嘉 宾: Xin Linwei , Associate Professor, The University of Chicago

主持人:葛冬冬  教授 上海交通大学安泰经济与管理学院

                              院长 上海交通大学智能计算研究院

时 间:2024625日(周二)14:00-15:30

地 点:上海交通大学 徐汇校区 安泰经济与管理学院A503

 

内容简介:

Advances in computational power and AI have increased interest in reinforcement learning approaches to inventory management. This paper provides a theoretical foundation for these approaches and investigates the benefits of restricting to policy structures that are well-established by decades of inventory theory. In particular, we prove generalization guarantees for learning several well-known classes of inventory policies, including base-stock and (s,S) policies, by leveraging the celebrated Vapnik-Chervonenkis (VC) theory. We apply the concepts of the Pseudo-dimension and Fat-shattering dimension from VC theory to determine the generalizability of inventory policies, that is, the difference between an inventory policy’s performance on training data and its expected performance on unseen data. We focus on a classical setting without contexts, but allow for an arbitrary distribution over demand sequences and do not make any assumptions such as independence over time. We corroborate our supervised learning results using numerical simulations.
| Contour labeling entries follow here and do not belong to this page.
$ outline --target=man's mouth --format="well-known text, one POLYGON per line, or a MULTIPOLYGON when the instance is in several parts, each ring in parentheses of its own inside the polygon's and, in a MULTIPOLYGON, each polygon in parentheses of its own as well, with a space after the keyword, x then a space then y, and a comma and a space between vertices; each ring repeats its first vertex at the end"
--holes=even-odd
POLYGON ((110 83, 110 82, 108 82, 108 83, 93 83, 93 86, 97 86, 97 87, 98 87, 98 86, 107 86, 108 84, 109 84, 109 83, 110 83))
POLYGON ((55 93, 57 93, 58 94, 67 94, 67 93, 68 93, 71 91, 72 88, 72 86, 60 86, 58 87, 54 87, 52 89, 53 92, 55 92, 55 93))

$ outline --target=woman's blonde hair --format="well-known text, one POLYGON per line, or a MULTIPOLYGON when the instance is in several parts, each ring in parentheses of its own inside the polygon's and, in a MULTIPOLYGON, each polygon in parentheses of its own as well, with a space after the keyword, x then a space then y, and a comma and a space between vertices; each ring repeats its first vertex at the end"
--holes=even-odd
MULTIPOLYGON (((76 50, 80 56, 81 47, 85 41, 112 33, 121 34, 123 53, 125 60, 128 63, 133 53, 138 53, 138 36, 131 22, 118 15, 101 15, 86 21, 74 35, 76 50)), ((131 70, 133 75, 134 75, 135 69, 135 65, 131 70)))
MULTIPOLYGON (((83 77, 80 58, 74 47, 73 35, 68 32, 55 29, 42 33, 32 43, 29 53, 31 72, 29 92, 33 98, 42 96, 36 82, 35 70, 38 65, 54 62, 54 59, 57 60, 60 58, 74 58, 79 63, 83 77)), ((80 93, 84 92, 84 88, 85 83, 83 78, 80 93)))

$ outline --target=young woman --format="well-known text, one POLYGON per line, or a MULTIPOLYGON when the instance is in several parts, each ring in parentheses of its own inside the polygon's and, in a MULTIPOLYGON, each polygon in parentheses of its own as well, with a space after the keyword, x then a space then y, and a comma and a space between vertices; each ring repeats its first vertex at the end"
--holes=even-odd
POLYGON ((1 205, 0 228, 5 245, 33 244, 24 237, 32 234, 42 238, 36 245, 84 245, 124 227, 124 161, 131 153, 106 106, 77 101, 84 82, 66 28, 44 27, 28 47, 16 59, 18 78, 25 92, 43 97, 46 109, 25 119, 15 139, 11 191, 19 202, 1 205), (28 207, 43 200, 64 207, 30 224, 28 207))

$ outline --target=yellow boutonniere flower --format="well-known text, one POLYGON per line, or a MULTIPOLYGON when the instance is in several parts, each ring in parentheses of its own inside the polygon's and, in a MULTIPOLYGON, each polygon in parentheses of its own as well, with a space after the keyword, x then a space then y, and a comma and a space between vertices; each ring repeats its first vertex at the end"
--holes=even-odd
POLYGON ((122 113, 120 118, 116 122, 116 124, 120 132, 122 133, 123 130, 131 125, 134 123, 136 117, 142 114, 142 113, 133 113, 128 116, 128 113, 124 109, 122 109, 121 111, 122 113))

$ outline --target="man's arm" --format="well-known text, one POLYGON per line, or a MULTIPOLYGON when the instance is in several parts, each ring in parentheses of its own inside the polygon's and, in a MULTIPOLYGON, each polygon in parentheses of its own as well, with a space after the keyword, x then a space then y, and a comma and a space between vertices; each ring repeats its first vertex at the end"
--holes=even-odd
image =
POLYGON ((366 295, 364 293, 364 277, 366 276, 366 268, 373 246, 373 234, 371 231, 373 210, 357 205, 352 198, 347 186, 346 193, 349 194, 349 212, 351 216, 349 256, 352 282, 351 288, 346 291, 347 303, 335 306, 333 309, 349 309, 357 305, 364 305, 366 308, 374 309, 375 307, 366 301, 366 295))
Managerially, our theory and simulations translate to the following insights. First, there is a principle of “learning less is more” in inventory management: depending on the amount of data available, it may be beneficial to restrict oneself to a simpler, albeit suboptimal, class of inventory policies to minimize overfitting errors. Second, the number of parameters in a policy class may not be the correct measure of overfitting error: in fact, the class of policies defined by T time-varying base-stock levels exhibits a generalization error comparable to that of the two-parameter (s,S) policy class. Finally, our research suggests situations in which it could be beneficial to incorporate the concepts of base-stock and inventory position into black-box learning machines, instead of having these machines directly learn the order quantity actions.

演讲人简介:

Linwei Xin is an associate professor of operations management at the University of Chicago Booth School of Business. He specializes in inventory and supply chain management, where he designs cutting-edge models and algorithms that enable organizations to effectively balance supply and demand in various contexts with uncertainty.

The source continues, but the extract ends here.